Enter whey protein powder - aka the protein from milk without (in some cases) the stuff you don't need.

Whey protein is the most utilized and one of the most studied supplements available on the market. With years of research supporting whey protein supplementation for muscle growth, recovery after exercise, metabolism, and performance it is likely the most widely used supplement by athletes and recreational exercisers alike. Whey protein supplements are a stable of any sports nutrition brand, you cannot have a full line of supplements without a whey protein - this gives the consumer many options to choose from when looking for the best whey protein supplement to help achieve their goals. This article will examine the benefits of whey protein as well as break down the different types and qualities whey protein so you can differentiate between many different proteins that are available.

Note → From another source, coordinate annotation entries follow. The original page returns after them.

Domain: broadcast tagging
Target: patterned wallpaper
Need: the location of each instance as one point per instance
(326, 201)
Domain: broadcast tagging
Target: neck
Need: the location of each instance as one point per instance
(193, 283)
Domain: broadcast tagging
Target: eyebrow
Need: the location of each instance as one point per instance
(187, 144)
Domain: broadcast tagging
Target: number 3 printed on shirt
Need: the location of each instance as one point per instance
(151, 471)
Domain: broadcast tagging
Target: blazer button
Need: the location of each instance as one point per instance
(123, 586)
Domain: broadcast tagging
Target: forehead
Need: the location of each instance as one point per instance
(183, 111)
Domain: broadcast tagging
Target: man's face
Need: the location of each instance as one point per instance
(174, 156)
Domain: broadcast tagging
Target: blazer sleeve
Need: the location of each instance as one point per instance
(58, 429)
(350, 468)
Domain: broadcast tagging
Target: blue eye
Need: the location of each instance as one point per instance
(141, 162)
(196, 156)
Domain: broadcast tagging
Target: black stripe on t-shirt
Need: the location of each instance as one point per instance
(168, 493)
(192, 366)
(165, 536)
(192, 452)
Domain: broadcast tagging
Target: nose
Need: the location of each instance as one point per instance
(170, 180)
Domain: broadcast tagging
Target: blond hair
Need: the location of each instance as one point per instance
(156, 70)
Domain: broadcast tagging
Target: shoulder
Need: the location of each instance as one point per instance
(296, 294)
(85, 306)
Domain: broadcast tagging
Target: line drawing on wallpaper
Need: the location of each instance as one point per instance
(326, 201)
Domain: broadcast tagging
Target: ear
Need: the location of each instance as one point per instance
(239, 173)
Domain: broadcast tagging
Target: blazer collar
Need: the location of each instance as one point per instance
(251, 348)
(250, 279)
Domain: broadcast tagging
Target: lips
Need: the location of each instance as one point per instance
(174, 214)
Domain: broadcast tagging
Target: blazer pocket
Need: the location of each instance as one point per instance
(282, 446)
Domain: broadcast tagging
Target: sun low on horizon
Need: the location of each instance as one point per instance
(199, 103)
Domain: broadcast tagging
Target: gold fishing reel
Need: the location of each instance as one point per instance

Benefits of Whey Protein Supplementation After your Workout

  • Reduce Muscle Soreness - Exercise causes "microtears" in your muscle fibres and proper protein intake and supplementation will provide your muscles with the amino acids (building blocks of muscle) that are needed to rebuild your muscle and reduce muscle soreness. These microtears caused by exercise are a good thing as this is the basic mechanism for building muscle, however it also means that muscle soreness can result a day or two (or even more!) after your workout. This is called Delayed Onset Muscle Soreness (DOMS) and is common when new to exercise or when working out at a very high intensity with complex exercises. Supplementing with 20 grams of whey protein after your workout has been shown to reduce DOMS so that you are not as sore after your workout or sporting event and are able to keep up your level of physical activity without muscle soreness hindering your performance (or desire to go to the gym again!).
  • Build Lean Muscle - We do regular exercise to improve overall health, increase muscle strength, build lean muscle, and maybe to look better naked! Although weight training alone achieves this, supplementing with whey protein after your workout greater amplifies these effects and helps build significantly more strength compared to if you were not to supplement with whey protein after your workout. Whey protein contains amino acids which are the "building blocks" of muscle, so if we provide our body with a high quality source of protein such as whey after our workout our body will naturally use these amino acids to build the muscles that we just worked in the gym. Think of your muscles as a lego castle and the amino acids in your whey protein as the individual lego blocks. Working out without supplementing with whey protein after and then waiting until your next meal would be like telling your child to go make a lego castle with the 20 blocks they have and then giving them 10 more blocks a few hours later and telling them to go back and build a better one. Supplementing with whey protein after your workout when your body needs the amino acids would be like giving the child an additional 20 blocks while they are in the process of building their castle. If your end goal is the best lego castle it makes sense to give the lego blocks to your child (the amino acids to your muscles) when the child is building the castle (rebuilding microtears after exercise) as opposed to waiting until the child has lost interest in building the castle and giving them less lego blocks ("I don't need whey protein, I'll just eat dinner in a few hours"). See what I'm getting at? So whey protein supplementation post workout increases anabolic (muscle building) signalling and myofibrillar (muscle) protein synthesis so that you can build more lean muscle.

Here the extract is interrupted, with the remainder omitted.